De aanval is de beste verdediging
In woelige wateren is stuurloos ronddobberen geen optie: het is essentieel om over een duidelijk doel en consequente navigatie te beschikken, alsook om de vele soms snel veranderende omgevingsfactoren zo correct mogelijk in te schatten. Economische onzekerheid kan in eerste instantie een verlammend effect hebben op het bewustzijn van de werkende klasse. Zeker omdat de strijd van de afgelopen jaren werd gekenmerkt door een opvallend gebrek aan een overkoepelend programma dat het hele systeem in vraag stelt. Maar op een bepaald moment maakt de individuele verdedigingsreflex plaats voor collectieve strijd.
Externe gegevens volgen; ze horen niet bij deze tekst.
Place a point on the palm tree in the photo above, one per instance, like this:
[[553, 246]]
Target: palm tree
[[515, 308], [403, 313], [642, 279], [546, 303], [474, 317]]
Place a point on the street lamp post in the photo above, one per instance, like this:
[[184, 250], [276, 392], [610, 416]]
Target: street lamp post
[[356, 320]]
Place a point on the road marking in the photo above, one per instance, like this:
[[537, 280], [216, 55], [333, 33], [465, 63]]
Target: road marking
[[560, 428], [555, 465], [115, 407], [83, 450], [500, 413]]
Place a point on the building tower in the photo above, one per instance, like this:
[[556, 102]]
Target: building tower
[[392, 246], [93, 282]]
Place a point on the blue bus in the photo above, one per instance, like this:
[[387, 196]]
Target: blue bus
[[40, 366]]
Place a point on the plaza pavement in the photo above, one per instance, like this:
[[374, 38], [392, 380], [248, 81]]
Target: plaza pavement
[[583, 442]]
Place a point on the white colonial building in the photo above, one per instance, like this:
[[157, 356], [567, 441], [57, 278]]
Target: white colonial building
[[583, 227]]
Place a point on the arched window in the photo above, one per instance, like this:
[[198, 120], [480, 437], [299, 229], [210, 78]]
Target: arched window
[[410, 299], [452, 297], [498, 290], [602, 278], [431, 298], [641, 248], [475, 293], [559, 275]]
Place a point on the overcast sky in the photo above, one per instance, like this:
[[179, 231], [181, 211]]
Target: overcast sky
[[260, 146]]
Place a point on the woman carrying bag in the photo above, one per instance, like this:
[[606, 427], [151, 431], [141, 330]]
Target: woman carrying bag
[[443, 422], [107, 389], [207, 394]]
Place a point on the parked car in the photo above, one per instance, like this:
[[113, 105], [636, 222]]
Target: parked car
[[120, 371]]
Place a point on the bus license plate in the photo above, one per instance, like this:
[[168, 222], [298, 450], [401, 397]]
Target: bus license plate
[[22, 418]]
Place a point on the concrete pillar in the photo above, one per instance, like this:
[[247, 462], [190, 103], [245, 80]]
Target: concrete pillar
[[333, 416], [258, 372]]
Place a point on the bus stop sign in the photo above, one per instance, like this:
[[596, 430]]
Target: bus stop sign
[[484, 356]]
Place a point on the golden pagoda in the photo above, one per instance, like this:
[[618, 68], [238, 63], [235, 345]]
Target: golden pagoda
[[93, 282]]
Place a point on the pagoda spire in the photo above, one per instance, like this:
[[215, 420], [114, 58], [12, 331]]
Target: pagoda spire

Er komt een enorme strijd aan. De uitdaging is die te richten op het perspectief van een rationeel en democratisch geplande economie, gebaseerd op de collectivisering van de sleutelsectoren van de economie onder democratische controle en beheer.
Naar 40% van de bevolking onder de armoedegrens?
Bruno Colmant, voormalig voorzitter van de Beurs van Brussel, vergelijkt de huidige crisis met die van 2008 “toen de economie bijna instortte”. Hij schat dat “40% van de bevolking onder de armoedegrens dreigt te vallen”. En inderdaad, de belangrijkste factoren in de wereldsituatie zijn bepalend voor België. Een land met een open economie, waarbij export en import van groot belang zijn.
Het aantal mensen in België met ernstige financiële problemen is in een jaar tijd aanzienlijk gestegen, van 11,7% van de bevolking tussen 16 en 74 jaar in het derde kwartaal van 2021 tot 16,1% in het tweede kwartaal van 2022, zo blijkt uit gegevens van Statbel (het Belgisch statistisch instituut). Meer dan een derde van de alleenstaande ouders (34%) bevindt zich nu in deze situatie, tegenover 17,6% in het derde kwartaal van 2021.
Sociaal werkers luiden al de noodklok. De vraag naar hulp van voedselbanken en OCMW’s is exponentieel toegenomen. In 2010 vroegen maandelijks 115.000 mensen hulp aan voedselbanken. In 2021 werd het record van meer dan 177.000 bereikt. Dit cijfer steeg tot 204.000 in de eerste helft van dit jaar. En de professionals in de sector zijn het erover eens: de voedselbanken tonen slechts het topje van de armoede-ijsberg.
Nog voor de recessie toesloeg, waren de OCMW’s al overbelast door de gezondheidscrisis, de klimaatcrisis (en de overstromingen in Wallonië), de migratiecrisis (met de oorlog in Oekraïne) en nu de energiecrisis. In Wallonië zijn de aanvragen voor een leefloon sinds de economische crisis van 2008 met 72% gestegen. Ondertussen is de werkgelegenheid in de OCMW’s slechts met 18% toegenomen. Er is langs alle kanten een gebrek aan middelen. Zitten we al in een recessie of niet? Zelfs voordat we daar zijn, is de situatie gewoonweg dramatisch.
Volgens Claude Eerdekens (PS), burgemeester van Andenne is “een faillissement van Waalse gemeenten onvermijdelijk” en “valt, als de situatie ongewijzigd blijft, te vrezen voor 25.000 ontslagen in het gemeentelijk ambtenarenapparaat in Wallonië tegen 2027”. Dit komt door de torenhoge energiekosten, de stijgende kosten van het OCMW, het rampzalige beheer van de pensioenen van de gemeenteambtenaren…
Deze sombere vooruitzichten mogen ons niet demoraliseren, maar moeten onze vastberadenheid versterken. We moeten de verschillende strijdbewegingen verbinden met de kern van het probleem: het kapitalistisch systeem zelf en de absolute noodzaak van de omverwerping ervan.